De acordo com o UOL, em reportagem publicada na quarta-feira, o Ministério havia reporvado R$ 440 mil em notas pela realização do torneio Grand Champions Brasil, em São Paulo, pela empresa Premier Sports, parceira da CBT. O dinheiro seria para pagar a estrutura e quadras de borracha que não foram feitas no Harmonia Tênis Clube.

Jorge Lacerda justificou esse pagamento como sendo um acordo entre a Premier Sports Brasil, detentora dos direitos da realização do evento, e não à Sociedade Harmonia. De acordo com Lacerda, esses R$ 400 mil foram adquiridos para a realização do evento no WTC (centro empresarial de São Paulo), mas um mês antes o evento mudou de local para Harmonia. Jorge explicou que realizou uma reunião junto ao Ministério do Esporte e teve a reversão do destino de gastos aprovada.

“Tomara que seja só um erro técnico do Ministério. De repente o rapaz que fez isso não sabe quem é Premiere. Eles (da Premier) se anteciparam e fizeram esse acordo com o clube das formas de pagamento em um pacote entre a empresa e a Harmonia”, disse Lacerda.

Outros R$ 40 mil em notas frias foram em operação para a Brascourt Pisos Esportivos Ltda para montar uma quadra com piso de borracha. A nota fiscal dessa operação está no processo de prestação de contas. Porém, esse serviço não foi realizado, segundo o presidente do clube Harmonia.

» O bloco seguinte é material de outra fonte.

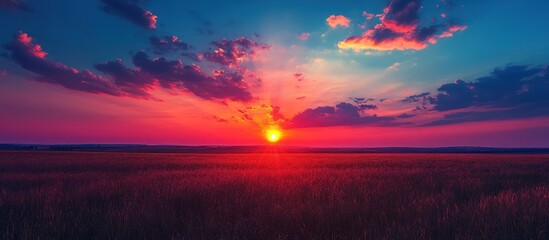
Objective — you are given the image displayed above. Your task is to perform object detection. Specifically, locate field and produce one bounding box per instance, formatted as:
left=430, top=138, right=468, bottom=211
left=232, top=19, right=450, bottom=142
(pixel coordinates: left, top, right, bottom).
left=0, top=151, right=549, bottom=239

Jorge Lacerda explicou que o torneio mudou de última hora do WCT para o clube, com um mês antes do evento começar. O pagamento já havia sido feito anteriormente.

“Quando foi aprovado, a empresa, ao invés de aprovar a borracha, fizemos trabalho de ter uma lona de sobreaviso para se tivesse chuva. Pedimos até que fosse feita aquela via. Comunicamos que a compra havia sido feita já e tudo pago.”

Lacerda ainda receberá nos próximos dias pedidos de explicações do Ministério, mas já se antecipou que não irá mais pedir verba pública da Lei de Incentivo ao Esporte: “Não, nunca mais vamos fazer uso da Lei do Incentivo. O último projeto que aprovamos foi em 2011. Temos dois projetos pra ser aprovados e vamos pedir cancelamento. Essa decisão já estava tomada, não vamos trabalhar com lei do Incentivo por isso: empresas contrariam a lei. Sempre falei bem da Lei, pra iniciar o projeto ela é perfeita. Mas ela tirou a verba de marketing."